Starting point is 00:57:56 You want to make a difference, I think. And it's just so much more. You could have chosen a lot easier shit to try to do. I mean, work on the parking authority. Getting addicts, mostly addicts or mentally ill people out of jail and getting them careers, man. You know, but you see it already. You see there's nothing better when you see people. That's got to be the most rewarding thing ever.
Starting point is 00:58:14 Exactly. Is seeing someone like, you know. Even like right now, like God willing, you know, somebody might pick up the phone and call us. Somebody might get their son or daughter to detox. You know, I got a long road before I get better. But I love to detox you know I I'm I got a lot long road before I get better but I love my legacy to be that I helped even just a couple of people but I can't again the reason this was so important to me uh you know I wanted to meet you but I'm saying I can't stress based on what young kids say to me they look at this career and I'm a
Starting point is 00:58:40 c-list celebrity at best but I've I've I've made millions of dollars doing what I love. And the biggest thing that's keeping me clean right now is my career. So my biggest message is, you know, if you're struggling and you need help in this area, call the New Jersey Reentry Program. Find them online, whatever you got to do, because what you need is whatever comedy is to me, you need your comedy. You need what these guys are trying to do. A passion. And especially, you know, a man needs to know he's providing. And once you see that first paycheck.
Starting point is 00:59:14 And feel good about themselves. Once you see that first paycheck and you know you're in society doing it the right way, it's a bigger hide than the other stuff, than the ripping and running, the dealing. Exactly. It is. So, again, how do you find you guys online? Just www.njreentry, one word, n-j-r-e-n-t-r-y.org. Do you have anything else you guys want to mention? You wrote this report that I posted on my social media.

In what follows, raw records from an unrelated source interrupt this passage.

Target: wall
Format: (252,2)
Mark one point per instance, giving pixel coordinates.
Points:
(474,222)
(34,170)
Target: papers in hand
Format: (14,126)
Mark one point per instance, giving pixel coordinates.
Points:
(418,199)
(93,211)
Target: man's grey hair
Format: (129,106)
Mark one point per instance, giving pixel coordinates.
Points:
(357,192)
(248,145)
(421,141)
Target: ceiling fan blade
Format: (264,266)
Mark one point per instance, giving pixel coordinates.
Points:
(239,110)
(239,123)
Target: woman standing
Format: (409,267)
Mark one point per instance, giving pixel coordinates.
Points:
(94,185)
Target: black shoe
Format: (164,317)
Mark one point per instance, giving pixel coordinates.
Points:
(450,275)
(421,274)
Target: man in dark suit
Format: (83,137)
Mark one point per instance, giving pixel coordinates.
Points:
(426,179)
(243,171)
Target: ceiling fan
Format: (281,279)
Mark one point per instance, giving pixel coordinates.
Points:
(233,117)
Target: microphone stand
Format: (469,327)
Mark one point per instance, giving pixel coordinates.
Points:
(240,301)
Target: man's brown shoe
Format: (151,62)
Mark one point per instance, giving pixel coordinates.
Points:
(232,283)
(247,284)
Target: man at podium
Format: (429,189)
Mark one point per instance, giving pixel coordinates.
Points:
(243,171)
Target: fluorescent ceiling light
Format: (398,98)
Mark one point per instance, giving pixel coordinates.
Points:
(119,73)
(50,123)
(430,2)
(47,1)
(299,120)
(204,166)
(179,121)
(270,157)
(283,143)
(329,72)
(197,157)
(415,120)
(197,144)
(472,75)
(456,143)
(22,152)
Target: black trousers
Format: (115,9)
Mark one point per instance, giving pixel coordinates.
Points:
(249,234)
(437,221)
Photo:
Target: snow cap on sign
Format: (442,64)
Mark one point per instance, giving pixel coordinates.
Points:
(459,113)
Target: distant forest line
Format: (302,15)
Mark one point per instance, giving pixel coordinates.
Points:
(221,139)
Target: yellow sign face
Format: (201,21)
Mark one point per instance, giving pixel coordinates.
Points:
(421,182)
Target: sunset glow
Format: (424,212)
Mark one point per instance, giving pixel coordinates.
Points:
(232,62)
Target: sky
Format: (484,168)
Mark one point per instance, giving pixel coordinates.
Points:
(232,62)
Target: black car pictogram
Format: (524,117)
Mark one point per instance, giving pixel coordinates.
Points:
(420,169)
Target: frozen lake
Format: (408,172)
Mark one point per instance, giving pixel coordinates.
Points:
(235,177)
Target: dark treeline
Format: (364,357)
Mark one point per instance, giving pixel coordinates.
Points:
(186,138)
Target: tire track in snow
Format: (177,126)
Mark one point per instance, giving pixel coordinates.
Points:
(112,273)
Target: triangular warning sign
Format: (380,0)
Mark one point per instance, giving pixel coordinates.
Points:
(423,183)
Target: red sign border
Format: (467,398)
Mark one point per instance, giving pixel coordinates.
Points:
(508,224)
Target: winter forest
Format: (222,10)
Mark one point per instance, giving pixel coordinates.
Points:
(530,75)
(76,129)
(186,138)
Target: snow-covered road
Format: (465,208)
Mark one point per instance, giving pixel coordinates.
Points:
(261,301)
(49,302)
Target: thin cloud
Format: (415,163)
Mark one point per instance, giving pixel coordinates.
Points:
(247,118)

Starting point is 00:59:38 I was one of the writers. I didn't write the whole thing. No, I'm saying a few guys. Right, right. So we wrote a report for the New Jersey Reentry Services Commission. And we talk about opioids, we talk about drugs. I read
Starting point is 00:59:51 most of it and I posted it. Thank you. Amazing stuff. Thanks, Artie. And it just touches everybody's family. It touches everyone. And society, because you could be, you have nobody in your family, but, you know, a guy on heroin runs you over, robs you. Then you're, you know, it's insane.
Starting point is 01:00:08 And until we do something about it, and the fentanyl is just, guys, we got to, you know, the pharmaceutical companies, we got enough shit for pain. Amen. Enough shit for pain. So, again, thank you, Dom. Thank you so much, Governor. And by the way, this is like, it's not every day a kid from Jersey City in Carteret gets to hang with a guy from Union. Wow, you're moving up in the world. This is a real big deal.
Starting point is 01:00:30 You moved up Route 109 a little bit. Exactly. Exactly. Moved over on the 78 from the Turnpike to the Parkway. Yeah, that's a big deal in Jersey. That's a big deal in Jersey. That's two exits, bro. Exactly.
Starting point is 01:00:42 All right. I hope this helps somebody. And look, if you're an addict out there, this show is always here for you, man. It's called Arnie Lang's Halfway House because that's where I belong. And if you feel you belong, you're not alone. I love you. Thanks, Arnie. And thanks again.